Potential pitfalls of CRISPR/Cas9-mediated genome editing.

Peng R1,2, Lin G1, Li J1.

Author information

1
National Center for Clinical Laboratories, Beijing Hospital, Beijing, China.
2
Graduate School, Peking Union Medical College, Chinese Academy of Medical Sciences, Beijing, China.

Abstract

Recently, a novel technique named the clustered regularly interspaced short palindromic repeat (CRISPR)/CRISPR-associated protein (Cas)9 system has been rapidly developed. This genome editing tool has improved our ability tremendously with respect to exploring the pathogenesis of diseases and correcting disease mutations, as well as phenotypes. With a short guide RNA, Cas9 can be precisely directed to target sites, and functions as an endonuclease to efficiently produce breaks in DNA double strands. Over the past 30 years, CRISPR has evolved from the 'curious sequences of unknown biological function' into a promising genome editing tool. As a result of the incessant development in the CRISPR/Cas9 system, Cas9 co-expressed with custom guide RNAs has been successfully used in a variety of cells and organisms.

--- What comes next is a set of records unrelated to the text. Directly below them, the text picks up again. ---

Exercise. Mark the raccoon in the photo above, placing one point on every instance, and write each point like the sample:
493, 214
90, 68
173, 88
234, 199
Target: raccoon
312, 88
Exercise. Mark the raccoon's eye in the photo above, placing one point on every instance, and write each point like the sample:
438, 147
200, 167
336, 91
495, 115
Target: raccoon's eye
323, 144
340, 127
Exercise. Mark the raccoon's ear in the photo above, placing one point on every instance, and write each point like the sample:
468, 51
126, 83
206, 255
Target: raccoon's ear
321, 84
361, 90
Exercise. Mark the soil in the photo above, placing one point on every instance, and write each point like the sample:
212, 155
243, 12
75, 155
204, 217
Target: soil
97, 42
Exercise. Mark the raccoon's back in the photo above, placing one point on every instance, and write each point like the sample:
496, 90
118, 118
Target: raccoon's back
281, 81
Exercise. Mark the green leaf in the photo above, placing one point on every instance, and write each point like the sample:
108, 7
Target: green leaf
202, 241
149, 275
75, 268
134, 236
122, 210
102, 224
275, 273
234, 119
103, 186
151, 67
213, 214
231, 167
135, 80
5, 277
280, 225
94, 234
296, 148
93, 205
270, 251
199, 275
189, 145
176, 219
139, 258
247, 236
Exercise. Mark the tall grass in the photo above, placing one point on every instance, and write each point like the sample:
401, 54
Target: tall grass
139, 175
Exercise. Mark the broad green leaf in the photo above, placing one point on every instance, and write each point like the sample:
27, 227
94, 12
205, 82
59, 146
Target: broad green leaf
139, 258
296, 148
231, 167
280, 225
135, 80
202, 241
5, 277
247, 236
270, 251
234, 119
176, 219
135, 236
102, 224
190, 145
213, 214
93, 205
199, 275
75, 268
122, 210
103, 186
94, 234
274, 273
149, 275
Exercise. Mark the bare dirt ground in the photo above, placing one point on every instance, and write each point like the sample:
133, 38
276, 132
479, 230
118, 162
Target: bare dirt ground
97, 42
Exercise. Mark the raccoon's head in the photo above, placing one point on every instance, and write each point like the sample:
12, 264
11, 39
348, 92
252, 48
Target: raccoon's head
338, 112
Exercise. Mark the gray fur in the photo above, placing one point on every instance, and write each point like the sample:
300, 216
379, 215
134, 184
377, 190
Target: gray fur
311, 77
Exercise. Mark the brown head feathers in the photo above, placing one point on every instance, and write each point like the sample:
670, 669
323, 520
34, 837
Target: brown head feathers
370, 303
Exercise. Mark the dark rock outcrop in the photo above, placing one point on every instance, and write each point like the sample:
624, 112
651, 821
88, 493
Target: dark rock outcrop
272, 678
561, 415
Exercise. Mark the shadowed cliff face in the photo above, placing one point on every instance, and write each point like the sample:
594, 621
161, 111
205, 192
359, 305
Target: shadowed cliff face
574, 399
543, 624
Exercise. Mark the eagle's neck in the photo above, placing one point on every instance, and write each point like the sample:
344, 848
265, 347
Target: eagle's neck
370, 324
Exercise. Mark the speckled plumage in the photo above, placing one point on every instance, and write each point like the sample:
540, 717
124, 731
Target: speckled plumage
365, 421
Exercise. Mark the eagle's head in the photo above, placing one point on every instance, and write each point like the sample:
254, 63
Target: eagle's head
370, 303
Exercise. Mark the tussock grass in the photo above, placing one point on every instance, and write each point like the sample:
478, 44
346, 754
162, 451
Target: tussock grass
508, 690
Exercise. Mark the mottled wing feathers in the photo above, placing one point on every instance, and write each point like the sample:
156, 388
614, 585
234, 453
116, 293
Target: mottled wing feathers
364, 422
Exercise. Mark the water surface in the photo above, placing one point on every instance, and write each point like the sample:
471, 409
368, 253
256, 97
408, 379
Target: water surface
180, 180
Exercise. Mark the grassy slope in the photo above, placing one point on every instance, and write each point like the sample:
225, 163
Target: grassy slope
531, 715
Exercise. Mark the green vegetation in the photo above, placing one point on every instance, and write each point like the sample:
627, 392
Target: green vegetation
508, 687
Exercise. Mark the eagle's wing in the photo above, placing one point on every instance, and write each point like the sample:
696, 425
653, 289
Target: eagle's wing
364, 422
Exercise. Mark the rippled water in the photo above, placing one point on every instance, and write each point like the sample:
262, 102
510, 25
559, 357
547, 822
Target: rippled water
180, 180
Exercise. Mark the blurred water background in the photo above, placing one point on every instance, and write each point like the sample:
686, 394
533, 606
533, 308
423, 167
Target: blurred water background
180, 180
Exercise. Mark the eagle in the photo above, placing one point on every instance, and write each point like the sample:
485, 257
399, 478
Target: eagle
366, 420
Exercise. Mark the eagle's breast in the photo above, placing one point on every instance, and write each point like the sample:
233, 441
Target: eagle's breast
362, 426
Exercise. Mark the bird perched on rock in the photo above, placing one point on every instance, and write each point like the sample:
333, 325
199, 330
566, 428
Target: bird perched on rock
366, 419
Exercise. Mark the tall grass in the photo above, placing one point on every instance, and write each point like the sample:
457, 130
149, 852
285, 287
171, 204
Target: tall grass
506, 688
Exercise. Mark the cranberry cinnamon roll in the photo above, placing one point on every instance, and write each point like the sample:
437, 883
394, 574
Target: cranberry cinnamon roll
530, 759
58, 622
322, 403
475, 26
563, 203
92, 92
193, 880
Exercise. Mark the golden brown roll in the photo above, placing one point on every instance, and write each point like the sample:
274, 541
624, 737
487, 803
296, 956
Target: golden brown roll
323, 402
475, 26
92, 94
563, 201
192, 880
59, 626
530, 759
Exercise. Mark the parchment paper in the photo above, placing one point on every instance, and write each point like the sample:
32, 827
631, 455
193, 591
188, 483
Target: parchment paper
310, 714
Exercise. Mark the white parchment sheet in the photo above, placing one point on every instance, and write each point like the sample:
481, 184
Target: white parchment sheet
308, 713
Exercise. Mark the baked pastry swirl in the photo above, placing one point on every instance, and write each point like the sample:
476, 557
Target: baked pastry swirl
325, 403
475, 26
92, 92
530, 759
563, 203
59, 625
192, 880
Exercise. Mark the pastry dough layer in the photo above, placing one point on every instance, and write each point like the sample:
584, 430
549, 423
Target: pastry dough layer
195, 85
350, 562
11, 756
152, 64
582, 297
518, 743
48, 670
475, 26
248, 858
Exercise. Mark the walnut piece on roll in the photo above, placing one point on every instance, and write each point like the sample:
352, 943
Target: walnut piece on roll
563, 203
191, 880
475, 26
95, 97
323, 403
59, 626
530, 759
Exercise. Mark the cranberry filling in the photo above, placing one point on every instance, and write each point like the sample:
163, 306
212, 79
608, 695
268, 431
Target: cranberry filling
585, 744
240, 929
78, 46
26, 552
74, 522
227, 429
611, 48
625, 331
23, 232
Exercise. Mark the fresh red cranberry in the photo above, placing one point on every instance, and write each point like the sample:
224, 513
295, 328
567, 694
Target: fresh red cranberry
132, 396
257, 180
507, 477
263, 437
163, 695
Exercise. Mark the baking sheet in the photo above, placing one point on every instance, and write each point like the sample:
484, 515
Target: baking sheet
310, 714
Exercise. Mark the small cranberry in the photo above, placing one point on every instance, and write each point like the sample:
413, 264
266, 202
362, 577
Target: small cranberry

This genome editing technology can also be applied to synthetic biology, functional genomic screening, transcriptional modulation and gene therapy. However, although CRISPR/Cas9 has a broad range of action in science, there are several aspects that affect its efficiency and specificity, including Cas9 activity, target site selection and short guide RNA design, delivery methods, off-target effects and the incidence of homology-directed repair. In the present review, we highlight the factors that affect the utilization of CRISPR/Cas9, as well as possible strategies for handling any problems. Addressing these issues will allow us to take better advantage of this technique. In addition, we also review the history and rapid development of the CRISPR/Cas system from the time of its initial discovery in 2012.

KEYWORDS:

CRISPR/Cas systems; Cas9; DNA cleavage; gene targeting; genome editing; potential pitfalls; sgRNA; target specificity

PMID:
26535798
DOI:
10.1111/febs.13586
[Indexed for MEDLINE]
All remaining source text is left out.